Nagle earned her Ph.D. in anthropology from Columbia University in 1994. She first came to NYU as Assistant Dean for Student Affairs and Academic Services within the Graduate School of Arts and Science that same year. She has been director of the Draper Program since 1996.
Rebecca M. Bratspies is a Professor of Law at the CUNY School of Law and the founding director of the CUNY Center for Urban Environmental Reform (CUER). She has published widely on regulatory policy-with a focus on environmental democracy, regulating new technologies, and corporate responsibility.
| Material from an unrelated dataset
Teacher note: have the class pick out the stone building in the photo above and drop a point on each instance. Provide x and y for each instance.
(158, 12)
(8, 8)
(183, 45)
Her recent scholarship explores questions of urban sustainability, and the intersection of human rights and environmental regulation. She is a scholar with the Center for Progressive Reform, the Environmental Law Collective and has served as an appointed member of the ABA Standing Committee on Environmental Law, a member of the Executive Committee of the American Association of Law Schools Section on the Environment, and an advisor to the Consultative Group on Agricultural Research.
Before entering academia, Professor Bratspies served as a judicial law clerk to the Honorable C. Arlen Beam of the Eighth Circuit Court of Appeals. As a Henry Luce Foundation Scholar, Professor Bratspies spent a year seconded to the Republic of China (Taiwan) Environmental Protection Administration. She has taught at the University of Idaho, Michigan State University and NYU. She holds a BA in Biology from Wesleyan University and a J.D. cum laude from the University of Pennsylvania.